Entry into Excess and Surplus Lines Business

Cincinnati Specialty Underwriters Issues Its First Excess and Surplus Lines Policies

  • Expands business insurance product portfolio for agencies of The Cincinnati Insurance Company
  • Earns initial financial strength rating of A (Excellent) from A.M. Best Co.

CINCINNATI, January 21, 2008 — The Cincinnati Insurance Company today announced that its newest subsidiary, The Cincinnati Specialty Underwriters Insurance Company, now is accepting excess and surplus lines business. Executives highlighted Cincinnati's entry into the E&S market at a sales meeting with its independent agents in Charlottesville, Virginia, the first stop in their annual tour of 25 cities across Cincinnati's operating territories.

Cincinnati's independent agencies in Georgia, Illinois, Indiana, Ohio and Wisconsin now have access to CSU's product line through CSU Producer Resources, Inc., the new, wholly owned insurance brokerage subsidiary of parent-company Cincinnati Financial Corporation. CSU and C-SUPR will expand into additional states where Cincinnati currently offers standard market property casualty policies, including Virginia, as the new companies obtain the necessary state regulatory approvals.

Preparations for E&S operations concluded on schedule in December, when CSU received an A (Excellent) rating from A.M. Best Co., an independent provider of insurer ratings, and successfully issued its first policies from its new policy administration system.

James E. Benoski, president and chief executive officer of The Cincinnati Insurance Company, commented, "Our mission is to help our independent insurance agencies protect the businesses and people in their communities with quality insurance programs. The decision to offer E&S coverage grows from that mission. We specifically structured our E&S operations to serve the needs of the independent agencies that currently market our standard market insurance policies. When part of their client's insurance program requires E&S coverages, those agencies now can write the whole account with Cincinnati, gaining benefits not often found in the broader E&S market."
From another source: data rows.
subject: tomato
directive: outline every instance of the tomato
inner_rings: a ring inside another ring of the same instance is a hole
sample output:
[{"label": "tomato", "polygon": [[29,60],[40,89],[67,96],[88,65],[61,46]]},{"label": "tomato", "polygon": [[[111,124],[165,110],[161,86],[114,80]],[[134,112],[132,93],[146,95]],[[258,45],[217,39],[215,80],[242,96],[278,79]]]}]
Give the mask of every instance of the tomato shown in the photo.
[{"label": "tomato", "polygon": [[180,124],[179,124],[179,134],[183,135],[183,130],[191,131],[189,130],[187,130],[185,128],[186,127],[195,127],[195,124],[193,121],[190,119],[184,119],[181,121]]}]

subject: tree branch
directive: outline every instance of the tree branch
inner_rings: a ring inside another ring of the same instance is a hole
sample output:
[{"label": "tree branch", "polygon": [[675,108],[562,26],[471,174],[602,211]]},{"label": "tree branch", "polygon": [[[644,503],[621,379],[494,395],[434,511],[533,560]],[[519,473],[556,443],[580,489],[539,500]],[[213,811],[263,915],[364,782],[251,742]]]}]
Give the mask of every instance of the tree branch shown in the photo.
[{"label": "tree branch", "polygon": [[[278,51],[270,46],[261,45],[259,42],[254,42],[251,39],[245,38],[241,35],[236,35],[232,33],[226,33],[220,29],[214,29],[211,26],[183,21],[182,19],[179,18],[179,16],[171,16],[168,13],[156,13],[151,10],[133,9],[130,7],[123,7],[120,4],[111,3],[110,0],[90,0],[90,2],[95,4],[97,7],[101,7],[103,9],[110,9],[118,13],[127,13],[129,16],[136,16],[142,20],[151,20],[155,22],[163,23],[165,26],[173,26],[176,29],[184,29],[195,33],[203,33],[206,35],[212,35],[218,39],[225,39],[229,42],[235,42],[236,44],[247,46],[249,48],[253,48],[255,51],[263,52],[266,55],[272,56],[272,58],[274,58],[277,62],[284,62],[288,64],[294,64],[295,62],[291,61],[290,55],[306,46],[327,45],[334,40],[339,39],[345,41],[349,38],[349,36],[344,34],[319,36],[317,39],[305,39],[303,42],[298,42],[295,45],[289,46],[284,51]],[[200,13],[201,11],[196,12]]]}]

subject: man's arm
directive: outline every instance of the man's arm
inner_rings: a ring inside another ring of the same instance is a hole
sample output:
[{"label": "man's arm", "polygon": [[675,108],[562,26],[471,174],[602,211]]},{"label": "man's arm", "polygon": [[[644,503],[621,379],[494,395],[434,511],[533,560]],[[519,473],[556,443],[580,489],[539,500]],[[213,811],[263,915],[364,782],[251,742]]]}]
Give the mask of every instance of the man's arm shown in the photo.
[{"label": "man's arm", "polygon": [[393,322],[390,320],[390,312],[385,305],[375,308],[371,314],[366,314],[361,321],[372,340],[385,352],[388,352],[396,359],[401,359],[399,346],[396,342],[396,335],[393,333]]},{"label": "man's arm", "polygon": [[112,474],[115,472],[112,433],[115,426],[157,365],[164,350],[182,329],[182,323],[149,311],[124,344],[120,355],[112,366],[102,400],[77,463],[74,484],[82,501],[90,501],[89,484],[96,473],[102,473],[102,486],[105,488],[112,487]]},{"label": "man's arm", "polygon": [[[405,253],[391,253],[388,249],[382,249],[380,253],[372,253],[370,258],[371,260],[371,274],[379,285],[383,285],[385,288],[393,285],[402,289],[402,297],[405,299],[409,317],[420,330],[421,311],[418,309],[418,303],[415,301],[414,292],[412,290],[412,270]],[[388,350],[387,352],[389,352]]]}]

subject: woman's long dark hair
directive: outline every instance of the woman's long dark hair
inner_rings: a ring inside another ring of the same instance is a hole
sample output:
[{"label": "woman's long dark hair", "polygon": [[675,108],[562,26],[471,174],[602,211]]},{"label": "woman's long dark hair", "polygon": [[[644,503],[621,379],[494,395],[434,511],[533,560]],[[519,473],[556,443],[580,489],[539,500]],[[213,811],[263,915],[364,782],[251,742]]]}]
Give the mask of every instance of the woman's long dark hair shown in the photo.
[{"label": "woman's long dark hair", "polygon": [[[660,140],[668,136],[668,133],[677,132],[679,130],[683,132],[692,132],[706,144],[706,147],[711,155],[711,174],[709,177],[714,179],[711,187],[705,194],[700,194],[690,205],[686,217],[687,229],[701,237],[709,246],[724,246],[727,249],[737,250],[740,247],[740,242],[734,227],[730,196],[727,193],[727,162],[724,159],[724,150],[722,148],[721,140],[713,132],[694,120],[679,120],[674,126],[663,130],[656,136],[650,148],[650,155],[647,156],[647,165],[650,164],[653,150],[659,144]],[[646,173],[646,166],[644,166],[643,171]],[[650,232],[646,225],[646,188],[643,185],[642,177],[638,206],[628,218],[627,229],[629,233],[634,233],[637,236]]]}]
Don J. Doyle, Jr., CPCU, AIM, senior vice president, noted, "Producers can submit risks to C-SUPR from a variety of classes, reflecting the mix of accounts Cincinnati agencies currently write. They have direct access to our dedicated E&S underwriters, and they also can tap into their agencies' broader Cincinnati relationships to bring their policyholders services such as experienced and responsive loss control and claims handling.

"We're making it easy to do business. Our new policy administration system delivers electronic copies of policies to producers within minutes of underwriting approval and policy issue. C-SUPR gives extra support to our producers by remitting surplus lines taxes and stamping fees and retaining admitted market declinations."

Benoski added, "We capitalized CSU with $200 million from its parent company, Cincinnati Insurance. That high level of funding underscores our commitment to help our independent agencies grow by partnering with a carrier they can depend on. Everything we do to increase their competitive advantages and success also helps us achieve our own long term growth and profitability goals."

CSU and C-SUPR were both incorporated in August 2007 to expand Cincinnati's property casualty group's products to include E&S insurance. Generally, E&S provides coverage for businesses that do not find it in the standard market due to market conditions, the nature of the insured business or its specific characteristics and history.